La vie politique béninoise vient de connaître un tournant majeur. L’ancien président de la République, Boni Yayi, a officiellement démissionné de la présidence du parti d’opposition Les Démocrates. Dans une lettre rendue publique, l’ex-chef de l’État évoque des raisons sanitaires pour justifier sa décision de déposer le tablier et de se retirer de la direction de la formation politique qu’il dirigeait depuis quelques années. Une phase qui marquera à coup sûr la fin de la rivalité entre Patrice Talon et Boni Yayi.

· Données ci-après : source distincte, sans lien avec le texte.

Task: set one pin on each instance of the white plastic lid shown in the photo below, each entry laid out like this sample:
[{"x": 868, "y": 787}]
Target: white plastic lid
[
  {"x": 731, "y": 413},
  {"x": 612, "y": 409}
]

L’ancien président de la République, Boni Yayi vient de tourner une page importante de sa carrière politique et laisse planer de nombreuses interrogations sur l’avenir du principal parti d’opposition, Les Démocrates au Bénin. Pour plusieurs observateurs de la scène nationale, cette démission constitue un véritable séisme politique susceptible d’entraîner de grandes répercussions dans la reconfiguration de la classe politique. Néanmoins, au-delà de ses implications partisanes, cette décision pourrait aussi marquer la fin d’un duel politique qui aura profondément marqué la dernière quinzaine d’années, celui opposant Boni Yayi à son ancien allié devenu rival, l’actuel président de la République, Patrice Talon.
En effet, l’histoire entre les deux hommes remonte bien avant l’accession de Boni Yayi au pouvoir en 2006. À l’époque, les relations entre les deux personnalités étaient empreintes d’une certaine proximité. Le chef d’entreprise qu’était alors Patrice Talon comptait parmi les soutiens influents du candidat Yayi. Cette période fut longtemps décrite comme une véritable lune de miel politique entre les deux hommes. Cette relation va progressivement se détériorer. Le tournant décisif intervient en 2012, au lendemain d’une tentative d’empoisonnement qui a secoué le pays et dans laquelle le nom de Patrice Talon était cité.
Accusé dans cette affaire, l’homme d’affaires est contraint de quitter le Bénin et de s’installer en exil. À partir de ce moment, les relations entre les deux anciens alliés deviennent ouvertement conflictuelles. La rivalité atteint son paroxysme après l’accession de Patrice Talon à la magistrature suprême en avril 2016. De retour au pays et devenu président de la République, celui-ci engage une série de réformes politiques et institutionnelles qui alimentent les tensions avec son prédécesseur. À plusieurs reprises, Boni Yayi dénoncera des restrictions de ses libertés et une marginalisation politique, accentuant ainsi le climat de guéguerre entre les deux hommes.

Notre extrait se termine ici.